ECLI:NL:CRVB:2012:BY6390

Centrale Raad van Beroep

Datum uitspraak
4 december 2012
Publicatiedatum
5 april 2013
Zaaknummer
12-1757 ANW
Instantie
Centrale Raad van Beroep
Type
Uitspraak
Rechtsgebied
Bestuursrecht; Socialezekerheidsrecht
Procedures
  • Hoger beroep
Vindplaatsen
  • Rechtspraak.nl
AI samenvatting door LexboostAutomatisch gegenereerd

Intrekking en terugvordering van nabestaandenuitkering wegens gezamenlijke huishouding

In deze zaak heeft de Centrale Raad van Beroep op 4 december 2012 uitspraak gedaan in hoger beroep tegen een eerdere uitspraak van de rechtbank Roermond.
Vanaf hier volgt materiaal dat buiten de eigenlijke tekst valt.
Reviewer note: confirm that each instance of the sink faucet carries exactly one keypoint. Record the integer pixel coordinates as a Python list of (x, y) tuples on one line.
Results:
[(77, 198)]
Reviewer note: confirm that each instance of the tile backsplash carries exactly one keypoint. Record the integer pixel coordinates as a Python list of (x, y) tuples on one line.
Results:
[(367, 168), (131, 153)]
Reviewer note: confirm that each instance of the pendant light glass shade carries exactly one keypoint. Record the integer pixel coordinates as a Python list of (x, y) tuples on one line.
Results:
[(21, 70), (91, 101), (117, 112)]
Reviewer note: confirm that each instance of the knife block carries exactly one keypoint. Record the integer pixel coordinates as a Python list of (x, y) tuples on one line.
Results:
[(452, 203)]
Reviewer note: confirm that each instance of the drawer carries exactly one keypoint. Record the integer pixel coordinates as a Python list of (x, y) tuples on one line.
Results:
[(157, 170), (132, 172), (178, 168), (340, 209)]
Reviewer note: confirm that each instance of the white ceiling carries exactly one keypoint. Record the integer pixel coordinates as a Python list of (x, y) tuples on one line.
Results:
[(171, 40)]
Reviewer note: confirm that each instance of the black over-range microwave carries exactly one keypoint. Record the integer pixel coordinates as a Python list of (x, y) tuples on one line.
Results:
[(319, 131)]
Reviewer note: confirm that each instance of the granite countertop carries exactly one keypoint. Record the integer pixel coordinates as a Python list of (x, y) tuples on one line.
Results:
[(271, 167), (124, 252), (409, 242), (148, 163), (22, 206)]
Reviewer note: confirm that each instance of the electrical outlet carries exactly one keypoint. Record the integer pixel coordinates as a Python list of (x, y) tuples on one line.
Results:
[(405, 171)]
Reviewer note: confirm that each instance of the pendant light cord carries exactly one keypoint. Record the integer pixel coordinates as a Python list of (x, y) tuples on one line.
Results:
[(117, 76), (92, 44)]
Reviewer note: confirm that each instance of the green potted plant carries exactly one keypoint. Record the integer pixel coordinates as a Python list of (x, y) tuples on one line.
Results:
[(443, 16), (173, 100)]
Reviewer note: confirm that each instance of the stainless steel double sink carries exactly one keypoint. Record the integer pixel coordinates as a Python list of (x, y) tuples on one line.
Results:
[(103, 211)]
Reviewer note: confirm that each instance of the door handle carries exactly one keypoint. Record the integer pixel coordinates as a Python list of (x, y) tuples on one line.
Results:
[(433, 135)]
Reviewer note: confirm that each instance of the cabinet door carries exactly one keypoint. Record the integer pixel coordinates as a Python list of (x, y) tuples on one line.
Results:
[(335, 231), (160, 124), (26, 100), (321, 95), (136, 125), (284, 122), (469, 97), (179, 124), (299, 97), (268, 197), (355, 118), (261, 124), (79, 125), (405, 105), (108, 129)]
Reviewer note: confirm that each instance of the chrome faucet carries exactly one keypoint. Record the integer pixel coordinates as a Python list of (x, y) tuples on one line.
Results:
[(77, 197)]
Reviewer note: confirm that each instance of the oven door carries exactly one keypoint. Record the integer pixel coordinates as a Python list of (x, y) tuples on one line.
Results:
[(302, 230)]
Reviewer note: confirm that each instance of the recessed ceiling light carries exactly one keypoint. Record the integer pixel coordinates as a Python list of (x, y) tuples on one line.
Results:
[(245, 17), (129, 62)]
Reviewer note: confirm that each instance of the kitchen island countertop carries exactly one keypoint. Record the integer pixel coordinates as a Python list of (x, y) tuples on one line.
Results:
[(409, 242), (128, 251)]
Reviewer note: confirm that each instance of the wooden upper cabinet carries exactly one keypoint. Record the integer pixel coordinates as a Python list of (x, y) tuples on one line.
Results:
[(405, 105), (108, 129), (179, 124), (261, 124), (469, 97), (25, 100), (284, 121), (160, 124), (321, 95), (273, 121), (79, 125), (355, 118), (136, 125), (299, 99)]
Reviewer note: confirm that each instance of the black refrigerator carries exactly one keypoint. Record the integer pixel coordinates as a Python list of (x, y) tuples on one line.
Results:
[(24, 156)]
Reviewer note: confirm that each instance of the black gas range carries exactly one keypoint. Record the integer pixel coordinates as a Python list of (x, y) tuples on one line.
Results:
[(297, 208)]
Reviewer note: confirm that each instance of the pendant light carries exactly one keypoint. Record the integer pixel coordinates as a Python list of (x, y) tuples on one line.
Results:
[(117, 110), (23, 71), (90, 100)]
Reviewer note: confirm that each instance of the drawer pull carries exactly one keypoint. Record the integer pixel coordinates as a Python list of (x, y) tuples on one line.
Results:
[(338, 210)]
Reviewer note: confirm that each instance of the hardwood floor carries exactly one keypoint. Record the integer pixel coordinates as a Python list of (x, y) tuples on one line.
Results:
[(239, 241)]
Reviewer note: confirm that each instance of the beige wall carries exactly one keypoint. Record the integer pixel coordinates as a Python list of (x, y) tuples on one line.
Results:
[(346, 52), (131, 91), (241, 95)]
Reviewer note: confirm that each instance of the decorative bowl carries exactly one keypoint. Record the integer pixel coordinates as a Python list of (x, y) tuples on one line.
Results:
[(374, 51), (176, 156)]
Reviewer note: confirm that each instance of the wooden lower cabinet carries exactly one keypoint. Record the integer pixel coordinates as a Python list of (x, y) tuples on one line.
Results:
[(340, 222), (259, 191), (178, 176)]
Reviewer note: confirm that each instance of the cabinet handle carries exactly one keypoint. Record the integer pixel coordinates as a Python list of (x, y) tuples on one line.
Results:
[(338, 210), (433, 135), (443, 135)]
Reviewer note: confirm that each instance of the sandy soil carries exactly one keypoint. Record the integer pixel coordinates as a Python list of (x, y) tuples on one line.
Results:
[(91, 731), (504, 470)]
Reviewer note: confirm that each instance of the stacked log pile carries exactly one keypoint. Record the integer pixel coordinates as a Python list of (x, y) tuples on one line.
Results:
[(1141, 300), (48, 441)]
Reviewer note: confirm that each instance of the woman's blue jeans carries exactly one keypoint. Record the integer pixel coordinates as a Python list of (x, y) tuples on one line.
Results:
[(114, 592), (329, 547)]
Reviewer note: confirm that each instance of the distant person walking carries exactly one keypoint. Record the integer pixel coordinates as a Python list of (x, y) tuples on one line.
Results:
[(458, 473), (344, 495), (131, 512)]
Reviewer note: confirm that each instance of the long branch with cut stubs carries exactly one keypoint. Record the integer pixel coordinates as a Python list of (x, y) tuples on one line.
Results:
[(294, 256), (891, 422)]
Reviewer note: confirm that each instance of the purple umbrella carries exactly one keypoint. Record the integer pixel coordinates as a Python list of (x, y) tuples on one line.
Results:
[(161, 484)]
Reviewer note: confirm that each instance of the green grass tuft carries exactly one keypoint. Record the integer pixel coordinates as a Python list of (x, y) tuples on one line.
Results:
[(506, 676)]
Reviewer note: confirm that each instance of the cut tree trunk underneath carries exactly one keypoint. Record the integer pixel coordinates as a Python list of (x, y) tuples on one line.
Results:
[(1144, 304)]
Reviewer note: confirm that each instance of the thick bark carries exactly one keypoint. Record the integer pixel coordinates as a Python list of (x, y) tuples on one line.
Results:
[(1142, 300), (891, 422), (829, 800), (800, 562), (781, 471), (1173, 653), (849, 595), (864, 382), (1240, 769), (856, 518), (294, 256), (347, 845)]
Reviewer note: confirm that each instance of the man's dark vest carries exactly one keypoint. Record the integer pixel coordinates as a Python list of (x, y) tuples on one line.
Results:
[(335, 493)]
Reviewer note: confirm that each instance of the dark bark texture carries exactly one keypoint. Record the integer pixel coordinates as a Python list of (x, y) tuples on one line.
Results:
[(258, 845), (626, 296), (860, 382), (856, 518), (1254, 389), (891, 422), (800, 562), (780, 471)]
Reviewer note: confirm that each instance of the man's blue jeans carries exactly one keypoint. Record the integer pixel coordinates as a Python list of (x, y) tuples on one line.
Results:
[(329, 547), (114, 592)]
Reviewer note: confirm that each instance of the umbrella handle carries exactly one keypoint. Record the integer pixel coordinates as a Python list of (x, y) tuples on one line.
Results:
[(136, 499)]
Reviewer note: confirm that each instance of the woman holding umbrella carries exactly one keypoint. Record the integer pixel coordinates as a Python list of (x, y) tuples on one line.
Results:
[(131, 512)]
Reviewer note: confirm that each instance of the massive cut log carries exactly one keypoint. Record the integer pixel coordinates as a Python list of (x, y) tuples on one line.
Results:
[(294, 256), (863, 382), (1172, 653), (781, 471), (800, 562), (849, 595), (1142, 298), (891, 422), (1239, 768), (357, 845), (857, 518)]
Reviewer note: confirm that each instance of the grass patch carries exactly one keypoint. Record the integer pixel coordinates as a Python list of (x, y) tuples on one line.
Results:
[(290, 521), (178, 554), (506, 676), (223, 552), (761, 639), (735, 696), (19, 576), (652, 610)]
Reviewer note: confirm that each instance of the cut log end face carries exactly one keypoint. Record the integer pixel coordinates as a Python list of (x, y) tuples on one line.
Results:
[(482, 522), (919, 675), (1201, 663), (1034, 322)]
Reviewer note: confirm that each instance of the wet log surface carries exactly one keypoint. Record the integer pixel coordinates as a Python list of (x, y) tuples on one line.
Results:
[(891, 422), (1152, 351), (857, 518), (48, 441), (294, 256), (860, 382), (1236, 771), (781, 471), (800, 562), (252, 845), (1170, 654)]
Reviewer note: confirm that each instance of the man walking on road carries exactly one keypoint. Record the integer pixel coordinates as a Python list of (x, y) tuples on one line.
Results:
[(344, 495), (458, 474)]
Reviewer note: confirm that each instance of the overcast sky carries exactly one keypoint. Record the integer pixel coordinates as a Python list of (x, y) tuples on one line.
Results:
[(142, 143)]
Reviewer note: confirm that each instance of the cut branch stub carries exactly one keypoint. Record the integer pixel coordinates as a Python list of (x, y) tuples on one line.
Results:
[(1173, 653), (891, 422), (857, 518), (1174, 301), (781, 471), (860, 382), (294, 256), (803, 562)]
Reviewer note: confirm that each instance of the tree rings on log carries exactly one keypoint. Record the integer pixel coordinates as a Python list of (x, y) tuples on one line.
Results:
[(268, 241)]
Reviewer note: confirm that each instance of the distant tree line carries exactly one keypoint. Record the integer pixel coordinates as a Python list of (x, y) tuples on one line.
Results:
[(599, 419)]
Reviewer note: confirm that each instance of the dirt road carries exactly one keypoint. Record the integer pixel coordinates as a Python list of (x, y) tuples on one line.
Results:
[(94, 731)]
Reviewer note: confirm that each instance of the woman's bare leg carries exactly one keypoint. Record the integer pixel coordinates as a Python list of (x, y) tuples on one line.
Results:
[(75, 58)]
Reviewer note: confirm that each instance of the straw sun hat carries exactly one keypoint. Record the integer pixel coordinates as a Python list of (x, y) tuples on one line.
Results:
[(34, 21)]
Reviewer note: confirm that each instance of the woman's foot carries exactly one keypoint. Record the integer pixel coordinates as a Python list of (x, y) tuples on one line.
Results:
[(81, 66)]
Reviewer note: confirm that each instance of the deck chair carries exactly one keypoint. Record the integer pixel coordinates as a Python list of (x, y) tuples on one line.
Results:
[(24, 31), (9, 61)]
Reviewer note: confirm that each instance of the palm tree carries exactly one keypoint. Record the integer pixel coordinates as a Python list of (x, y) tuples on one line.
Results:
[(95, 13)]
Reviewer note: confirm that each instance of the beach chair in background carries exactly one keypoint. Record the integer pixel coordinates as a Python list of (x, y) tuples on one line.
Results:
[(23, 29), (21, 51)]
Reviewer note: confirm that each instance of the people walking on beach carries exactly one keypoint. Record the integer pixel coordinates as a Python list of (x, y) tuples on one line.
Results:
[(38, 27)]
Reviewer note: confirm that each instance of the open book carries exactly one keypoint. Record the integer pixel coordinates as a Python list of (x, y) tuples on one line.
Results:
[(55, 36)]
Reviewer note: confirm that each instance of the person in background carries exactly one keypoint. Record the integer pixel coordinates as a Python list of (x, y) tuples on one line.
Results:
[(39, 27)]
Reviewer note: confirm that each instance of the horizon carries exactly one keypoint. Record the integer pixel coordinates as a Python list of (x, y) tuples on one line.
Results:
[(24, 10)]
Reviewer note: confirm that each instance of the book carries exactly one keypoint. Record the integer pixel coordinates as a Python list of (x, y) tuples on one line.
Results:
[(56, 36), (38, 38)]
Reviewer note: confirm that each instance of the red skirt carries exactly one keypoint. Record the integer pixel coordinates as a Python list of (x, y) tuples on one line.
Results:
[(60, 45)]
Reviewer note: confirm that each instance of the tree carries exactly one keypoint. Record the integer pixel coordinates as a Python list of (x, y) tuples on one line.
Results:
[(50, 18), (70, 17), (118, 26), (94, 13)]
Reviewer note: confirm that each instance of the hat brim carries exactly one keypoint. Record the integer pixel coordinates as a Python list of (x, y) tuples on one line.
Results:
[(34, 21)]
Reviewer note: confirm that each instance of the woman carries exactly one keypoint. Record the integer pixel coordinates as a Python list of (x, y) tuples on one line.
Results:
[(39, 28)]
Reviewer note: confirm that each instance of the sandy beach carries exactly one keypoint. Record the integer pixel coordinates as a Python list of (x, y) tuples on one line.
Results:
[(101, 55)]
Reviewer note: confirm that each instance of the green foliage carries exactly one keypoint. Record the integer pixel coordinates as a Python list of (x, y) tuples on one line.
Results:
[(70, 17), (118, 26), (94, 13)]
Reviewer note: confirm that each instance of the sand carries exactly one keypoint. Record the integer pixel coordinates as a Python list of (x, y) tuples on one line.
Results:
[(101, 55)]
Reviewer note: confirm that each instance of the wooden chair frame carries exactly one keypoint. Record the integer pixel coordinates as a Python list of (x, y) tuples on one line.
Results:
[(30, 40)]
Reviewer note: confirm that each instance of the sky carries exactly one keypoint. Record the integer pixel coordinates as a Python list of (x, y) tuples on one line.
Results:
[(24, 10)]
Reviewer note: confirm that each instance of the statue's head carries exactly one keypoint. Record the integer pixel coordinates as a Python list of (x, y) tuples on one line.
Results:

Appellante, die sinds 1977 een nabestaandenuitkering ontving op basis van de Algemene nabestaandenwet (Anw), was in geschil met de Sociale Verzekeringsbank (Svb) over de beëindiging en terugvordering van haar uitkering. De Svb had op basis van een fraudemelding en een onderzoek door de sociale recherche geconcludeerd dat appellante vanaf 1 juni 1998 een gezamenlijke huishouding voerde met een medebewoner, [C.]. Dit leidde tot de beëindiging van de uitkering en een terugvordering van een aanzienlijk bedrag. Appellante heeft in hoger beroep aangevoerd dat zij nooit met [C.] heeft samengewoond en dat er geen sprake was van een gezamenlijke huishouding.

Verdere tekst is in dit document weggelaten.